For sometime in the early 16th century, my predecessor in the house was infected by a radical new idea, one that changed him so profoundly that he altered the shape of the building to reflect the new way he thought about himself and his neighbours. And like a mental epidemic, this idea then spread from southeast England and gradually extended across the country. Two generations later colonists carried it to North America. From there the contagion spread to the Pacific, and around the globe from Nova Scotia to New Zealand. It is now so deeply embedded in our psyches that it is hard to recognise the pervasiveness of its influence.

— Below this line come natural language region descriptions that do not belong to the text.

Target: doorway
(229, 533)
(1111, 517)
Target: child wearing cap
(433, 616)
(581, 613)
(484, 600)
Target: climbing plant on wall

The new idea was easily described—that land itself could be an individually owned, tradeable commodity—but its origins were old and complex. Land ownership rights began to be recognised under the common law as early as the 12th century; a market for land existed in the 14th century, and in some exchanges cash payments were involved; and the practice of fencing off individual parcels of ground, the enclosure movement, began in the 1480s. During the course of the 16th century, however, one crucial element was created that linked all these elements together in a single financial nexus. An almost imperceptible change in mortgage law introduced the principle of fairness, or equity, to deals that involved lending money against the collateral value of a chunk of earth. Today, anyone who has a mortgage is aware of the concept, if only through the small-print warning on the agreement that begins: “Your property may be at risk…” But that phrase encapsulates a near 500-year-old principle of momentous significance. It not only underpins the modern mortgage market, it shapes societies around the world—from the abandoned sub-prime mansions of Arizona at the heart of our current economic crisis, to the aspirant property owners of Shanghai who may yet bring us out of it.